I loved this book! It’s one young black man’s process of growing up and analyzing himself and the world he lives in. However, it’s not a traditional “coming of age” story with everyday minutiae. Smith includes his inspirations, frustrations, role models, and perspective on current events. It’s a politically conscious memoir.
I expected discussion of the Obama presidency, Trayvon Martin, and maybe even Malcolm X. What I was pleasantly surprised by was the insight Smith brings to the realities of being a black woman or a gay black man in today’s world. He stands up for both groups in a twenty-first century, open-hearted way.
Smith also addresses his own humanity unflinchingly, never shying away from describing the deep depression that caused him to drop out of college. Then he goes on to place his experience in the larger context of men, especially black men, expressing emotions. Or, more accurately, being taught not to talk about or treat their emotions.

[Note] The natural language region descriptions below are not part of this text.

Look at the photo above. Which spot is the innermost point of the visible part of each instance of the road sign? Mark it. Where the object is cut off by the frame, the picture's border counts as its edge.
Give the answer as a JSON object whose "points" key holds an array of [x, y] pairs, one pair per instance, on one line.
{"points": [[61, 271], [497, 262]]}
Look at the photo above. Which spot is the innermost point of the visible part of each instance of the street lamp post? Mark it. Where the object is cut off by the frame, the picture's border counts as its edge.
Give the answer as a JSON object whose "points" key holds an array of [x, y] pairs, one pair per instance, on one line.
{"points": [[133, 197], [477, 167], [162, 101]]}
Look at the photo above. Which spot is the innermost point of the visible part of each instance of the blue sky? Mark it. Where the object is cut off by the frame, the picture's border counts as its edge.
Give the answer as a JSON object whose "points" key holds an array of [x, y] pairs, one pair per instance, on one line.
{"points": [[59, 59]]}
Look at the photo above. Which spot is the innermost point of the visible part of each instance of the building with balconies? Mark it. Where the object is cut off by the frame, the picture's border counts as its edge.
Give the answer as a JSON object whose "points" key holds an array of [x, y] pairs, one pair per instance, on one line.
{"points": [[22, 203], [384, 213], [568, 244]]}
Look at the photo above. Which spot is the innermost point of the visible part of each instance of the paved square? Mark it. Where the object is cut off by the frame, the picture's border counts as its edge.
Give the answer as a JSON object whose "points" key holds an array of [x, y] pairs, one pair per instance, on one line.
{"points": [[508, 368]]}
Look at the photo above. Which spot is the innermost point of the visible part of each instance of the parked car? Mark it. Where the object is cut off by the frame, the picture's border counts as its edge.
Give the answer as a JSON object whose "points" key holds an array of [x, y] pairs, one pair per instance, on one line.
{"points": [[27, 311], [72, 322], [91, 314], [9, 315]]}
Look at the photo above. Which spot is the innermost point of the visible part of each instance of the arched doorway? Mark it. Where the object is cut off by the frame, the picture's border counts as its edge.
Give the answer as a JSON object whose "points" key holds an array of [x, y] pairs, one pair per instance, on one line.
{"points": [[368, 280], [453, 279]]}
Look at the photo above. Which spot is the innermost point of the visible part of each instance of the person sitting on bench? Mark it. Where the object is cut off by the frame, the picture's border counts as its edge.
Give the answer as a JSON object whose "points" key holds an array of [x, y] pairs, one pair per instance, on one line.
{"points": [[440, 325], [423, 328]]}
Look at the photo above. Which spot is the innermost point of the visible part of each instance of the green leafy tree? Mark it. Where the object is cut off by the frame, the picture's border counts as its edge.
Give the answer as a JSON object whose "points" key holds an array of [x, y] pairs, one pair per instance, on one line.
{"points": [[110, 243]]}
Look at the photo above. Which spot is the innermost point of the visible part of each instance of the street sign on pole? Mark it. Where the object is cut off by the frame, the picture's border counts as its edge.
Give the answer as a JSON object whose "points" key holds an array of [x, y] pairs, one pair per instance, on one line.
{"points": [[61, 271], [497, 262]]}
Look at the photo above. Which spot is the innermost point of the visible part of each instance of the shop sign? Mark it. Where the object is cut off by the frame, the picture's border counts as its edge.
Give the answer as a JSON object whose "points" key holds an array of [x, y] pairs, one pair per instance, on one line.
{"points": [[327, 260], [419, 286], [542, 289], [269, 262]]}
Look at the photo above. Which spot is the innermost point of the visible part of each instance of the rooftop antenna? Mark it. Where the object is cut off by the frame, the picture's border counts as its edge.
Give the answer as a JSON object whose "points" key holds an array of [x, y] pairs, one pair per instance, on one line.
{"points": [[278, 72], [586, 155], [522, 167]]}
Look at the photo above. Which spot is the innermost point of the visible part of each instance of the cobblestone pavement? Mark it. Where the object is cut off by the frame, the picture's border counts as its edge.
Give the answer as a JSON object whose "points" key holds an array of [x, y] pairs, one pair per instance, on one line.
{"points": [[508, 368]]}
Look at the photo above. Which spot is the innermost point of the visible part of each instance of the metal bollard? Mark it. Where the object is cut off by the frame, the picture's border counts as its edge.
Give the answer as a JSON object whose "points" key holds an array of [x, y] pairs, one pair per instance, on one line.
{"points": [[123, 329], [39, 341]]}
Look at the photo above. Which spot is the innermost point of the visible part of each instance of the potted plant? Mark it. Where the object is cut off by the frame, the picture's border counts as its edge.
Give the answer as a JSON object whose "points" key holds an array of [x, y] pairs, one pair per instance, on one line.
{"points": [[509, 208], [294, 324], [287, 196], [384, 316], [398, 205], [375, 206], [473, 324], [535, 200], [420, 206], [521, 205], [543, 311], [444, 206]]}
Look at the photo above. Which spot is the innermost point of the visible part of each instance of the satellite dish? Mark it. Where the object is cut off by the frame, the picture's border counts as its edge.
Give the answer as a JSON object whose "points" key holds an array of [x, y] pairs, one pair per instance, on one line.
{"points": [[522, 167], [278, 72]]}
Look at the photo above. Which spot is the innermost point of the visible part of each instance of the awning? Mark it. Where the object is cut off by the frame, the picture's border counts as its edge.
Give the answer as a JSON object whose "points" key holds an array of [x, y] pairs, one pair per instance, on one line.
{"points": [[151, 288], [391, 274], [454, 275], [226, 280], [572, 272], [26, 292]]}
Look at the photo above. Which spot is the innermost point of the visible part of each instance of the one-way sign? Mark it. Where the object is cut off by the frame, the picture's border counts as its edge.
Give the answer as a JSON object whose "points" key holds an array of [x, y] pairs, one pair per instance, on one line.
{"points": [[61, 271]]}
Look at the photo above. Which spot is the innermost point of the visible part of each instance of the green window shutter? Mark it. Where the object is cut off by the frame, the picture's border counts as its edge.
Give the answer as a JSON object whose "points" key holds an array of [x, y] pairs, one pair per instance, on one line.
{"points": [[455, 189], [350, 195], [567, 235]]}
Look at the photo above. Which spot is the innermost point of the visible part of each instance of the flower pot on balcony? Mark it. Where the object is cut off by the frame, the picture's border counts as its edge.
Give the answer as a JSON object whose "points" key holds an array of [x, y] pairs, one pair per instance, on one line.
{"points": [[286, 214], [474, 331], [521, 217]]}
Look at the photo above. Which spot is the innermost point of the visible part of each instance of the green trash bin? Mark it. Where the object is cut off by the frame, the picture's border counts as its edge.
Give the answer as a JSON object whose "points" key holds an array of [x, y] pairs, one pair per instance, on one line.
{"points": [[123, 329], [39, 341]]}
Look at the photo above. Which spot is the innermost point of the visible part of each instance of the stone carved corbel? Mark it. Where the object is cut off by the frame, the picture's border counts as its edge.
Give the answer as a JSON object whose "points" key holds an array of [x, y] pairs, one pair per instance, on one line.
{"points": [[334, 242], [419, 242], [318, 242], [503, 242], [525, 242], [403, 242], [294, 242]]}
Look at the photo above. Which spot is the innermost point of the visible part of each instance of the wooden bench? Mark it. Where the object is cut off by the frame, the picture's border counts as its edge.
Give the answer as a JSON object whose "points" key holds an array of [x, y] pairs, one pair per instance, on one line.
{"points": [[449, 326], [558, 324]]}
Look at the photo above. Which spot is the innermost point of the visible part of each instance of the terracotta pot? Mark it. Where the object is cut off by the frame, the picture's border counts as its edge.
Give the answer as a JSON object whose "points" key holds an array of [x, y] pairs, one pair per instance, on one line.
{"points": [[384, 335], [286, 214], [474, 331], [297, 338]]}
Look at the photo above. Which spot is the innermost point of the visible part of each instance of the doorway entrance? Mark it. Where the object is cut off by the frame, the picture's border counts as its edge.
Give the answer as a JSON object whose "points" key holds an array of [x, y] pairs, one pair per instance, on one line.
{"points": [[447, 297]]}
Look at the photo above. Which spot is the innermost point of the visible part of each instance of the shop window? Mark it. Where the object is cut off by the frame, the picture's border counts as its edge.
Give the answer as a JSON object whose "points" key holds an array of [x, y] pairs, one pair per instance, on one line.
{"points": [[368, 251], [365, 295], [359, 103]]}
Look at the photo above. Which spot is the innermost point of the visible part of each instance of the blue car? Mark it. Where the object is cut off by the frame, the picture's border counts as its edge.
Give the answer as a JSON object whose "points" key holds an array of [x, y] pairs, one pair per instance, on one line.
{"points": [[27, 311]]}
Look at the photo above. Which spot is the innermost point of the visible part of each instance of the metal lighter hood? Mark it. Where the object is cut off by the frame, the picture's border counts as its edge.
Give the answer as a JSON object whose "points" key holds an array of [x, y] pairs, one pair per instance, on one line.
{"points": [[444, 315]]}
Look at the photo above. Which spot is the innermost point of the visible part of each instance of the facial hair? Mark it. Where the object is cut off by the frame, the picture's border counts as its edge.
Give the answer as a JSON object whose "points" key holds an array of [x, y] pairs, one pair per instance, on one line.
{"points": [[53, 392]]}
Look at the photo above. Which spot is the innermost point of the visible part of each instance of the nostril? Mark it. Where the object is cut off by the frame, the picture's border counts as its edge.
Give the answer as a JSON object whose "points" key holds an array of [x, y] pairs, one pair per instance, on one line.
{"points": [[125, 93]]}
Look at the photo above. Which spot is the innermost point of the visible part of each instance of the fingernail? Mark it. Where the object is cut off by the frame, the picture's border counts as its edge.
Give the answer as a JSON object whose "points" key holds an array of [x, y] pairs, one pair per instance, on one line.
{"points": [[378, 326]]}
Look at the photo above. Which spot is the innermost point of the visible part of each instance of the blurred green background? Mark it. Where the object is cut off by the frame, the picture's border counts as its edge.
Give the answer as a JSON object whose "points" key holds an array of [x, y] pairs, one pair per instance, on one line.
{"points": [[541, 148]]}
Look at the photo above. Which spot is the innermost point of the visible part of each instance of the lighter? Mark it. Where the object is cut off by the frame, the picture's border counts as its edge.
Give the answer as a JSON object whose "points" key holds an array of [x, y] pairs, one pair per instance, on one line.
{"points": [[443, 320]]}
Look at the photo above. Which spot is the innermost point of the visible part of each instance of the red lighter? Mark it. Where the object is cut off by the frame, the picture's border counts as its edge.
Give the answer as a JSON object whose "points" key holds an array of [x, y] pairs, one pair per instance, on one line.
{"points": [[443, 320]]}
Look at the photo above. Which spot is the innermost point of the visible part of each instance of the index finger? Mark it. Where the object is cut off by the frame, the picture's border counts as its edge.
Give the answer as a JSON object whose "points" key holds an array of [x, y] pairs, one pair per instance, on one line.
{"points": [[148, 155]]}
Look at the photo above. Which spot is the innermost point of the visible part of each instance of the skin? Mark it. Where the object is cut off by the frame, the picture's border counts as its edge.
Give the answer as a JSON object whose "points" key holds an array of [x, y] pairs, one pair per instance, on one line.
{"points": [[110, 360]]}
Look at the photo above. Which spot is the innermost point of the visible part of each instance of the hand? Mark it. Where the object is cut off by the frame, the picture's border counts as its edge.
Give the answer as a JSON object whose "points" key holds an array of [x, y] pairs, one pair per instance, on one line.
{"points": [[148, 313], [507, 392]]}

Smith writes in a smooth and seemingly effortless way. He’s honed his craft since writing and editing his college newspaper. He walks the perfect line between angry black man, and being “twice as good,” as his parents encouraged. Some moments he bumps into an expressive, controlled rage. Others he’s self-deprecating. Throughout the book, he opens his mind and his heart to his readers. I, for one, finished the book feeling like I’d gained a lot of insight into one man’s experiences.